Many days were spent in front of the television as my father kept me company. I regularly puzzled out Snake, Rattle, n’ Roll, and my mother would hover around me as I did so – just to see what this video game thing was, never to join in. The inevitable Mario marathons took place late in the night when my younger self should have been in bed, though Dad knew and understood that I simply couldn’t sleep until we topped the draw record in Hogan’s Alley. I also was quite fond of Shooting Range, though the red-and-white umbrella-like targets proved difficult for my young eyes to track. Near the end of the NES’s lifespan in my household we enjoyed Zelda, Metal Gear, and various other titles. One fateful day, my parents boxed up my favorite piece of technology and cruelly sold it off to a buyer at a yard sale. They even carted off the Zapper, something I still miss even these days. I’m hoping to buy another one whenever I can afford to rebuild my NES collection.

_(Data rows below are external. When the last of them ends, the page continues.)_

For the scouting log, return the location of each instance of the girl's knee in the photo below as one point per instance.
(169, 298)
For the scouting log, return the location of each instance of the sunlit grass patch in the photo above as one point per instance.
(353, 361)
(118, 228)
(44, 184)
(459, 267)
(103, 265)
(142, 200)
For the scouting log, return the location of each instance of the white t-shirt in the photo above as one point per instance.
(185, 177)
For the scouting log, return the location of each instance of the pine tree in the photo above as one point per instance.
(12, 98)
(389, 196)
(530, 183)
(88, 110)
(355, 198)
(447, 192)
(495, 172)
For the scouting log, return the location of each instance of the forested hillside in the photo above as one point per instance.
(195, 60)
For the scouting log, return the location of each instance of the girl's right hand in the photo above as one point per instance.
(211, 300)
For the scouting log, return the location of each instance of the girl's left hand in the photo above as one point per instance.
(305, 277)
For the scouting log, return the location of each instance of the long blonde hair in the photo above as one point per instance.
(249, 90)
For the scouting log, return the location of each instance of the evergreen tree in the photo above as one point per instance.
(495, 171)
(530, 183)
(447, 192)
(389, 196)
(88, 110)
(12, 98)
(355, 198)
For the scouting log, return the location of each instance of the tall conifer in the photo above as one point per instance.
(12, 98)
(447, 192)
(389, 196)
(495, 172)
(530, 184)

After mourning the loss of my NES, I endured a long period of time spent having to borrow friends’ SNES games and systems in order to get my kicks. I never truly had a SNES of my own, sad to say, until a few years ago when I began my own personal collection. With that said, though, I enjoyed many of the classics such as Chrono Trigger, Earthbound, Super Mario All-Stars, Super Mario RPG, plus various Final Fantasies that I found to be phenomenal and absolutely worth all the time I poured into them. I also quite enjoyed Terra Nigma. At such a young age I was already hooked. Unfortunately, I would often blame my parents for forcing me to forgo the SNES, because even though my father facilitated and fed my addicition, they were of the mindset that I should be content to play with my dolls and various other boring conventions. This caused ongoing, heated arguments and tantrums. Luckily, they gave in and purchased a Genesis for me from the pawn shop.

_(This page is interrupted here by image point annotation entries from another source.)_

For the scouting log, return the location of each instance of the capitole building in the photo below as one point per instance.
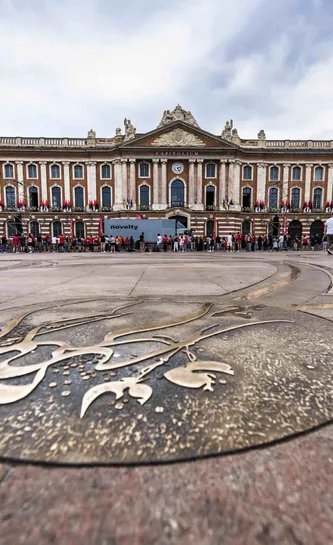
(177, 170)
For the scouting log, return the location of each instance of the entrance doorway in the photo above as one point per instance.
(317, 230)
(295, 229)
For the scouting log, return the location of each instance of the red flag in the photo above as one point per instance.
(215, 227)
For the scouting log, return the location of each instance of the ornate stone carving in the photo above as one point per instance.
(229, 131)
(130, 130)
(178, 137)
(178, 114)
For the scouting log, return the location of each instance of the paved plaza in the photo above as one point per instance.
(166, 399)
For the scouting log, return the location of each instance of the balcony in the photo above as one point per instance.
(178, 204)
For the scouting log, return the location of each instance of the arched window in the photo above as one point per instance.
(56, 197)
(144, 170)
(211, 170)
(274, 173)
(210, 196)
(79, 229)
(33, 197)
(10, 196)
(296, 174)
(177, 193)
(144, 197)
(78, 171)
(11, 228)
(106, 196)
(319, 174)
(32, 171)
(34, 228)
(106, 172)
(317, 198)
(9, 171)
(273, 197)
(295, 197)
(57, 229)
(55, 171)
(247, 172)
(247, 197)
(79, 197)
(210, 228)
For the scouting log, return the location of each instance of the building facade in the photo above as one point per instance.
(178, 170)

The days of the Genesis were some of my glory days. I was endlessly flustered with Buster’s Hidden Treasure, as I could not wrap my tiny brain around the later levels featuring lava and precise jumps. I did find my forte in Tempo (Check it out, ya know. He makes it funky, and he’s good to go.) and Sonic, as well as Sonic Spinball, which I’m terribly excited about now that I can play it via the 360. Sweeeeet. Dad and I had some friendly shots at each other with Mortal Kombat, and my mother would often complain that my young brain shouldn’t be exposed to SUCH VIOLENCE!!!1!one!eleven! Luckily my dad wasn’t worried about such asinine remarks, and our sprees continued. Sometimes with Alex Kidd, sometimes with Altered Beast, and quite often with Captain America and the Avengers. Since we weren’t exactly rolling in the dough, many of our games would come from pawn shops or yard sales, I would always get the most random of assortments. Even though my mother didn’t exactly enjoy the time Dad and I would be spending together or separately gaming, she knew that’s just the kind of person he was then, and thus accepted him and my almost inbred love of games as well. It’s no surprise then that after the reign of the Genesis in my household and in my bedroom, an explosion of technology was about to occur.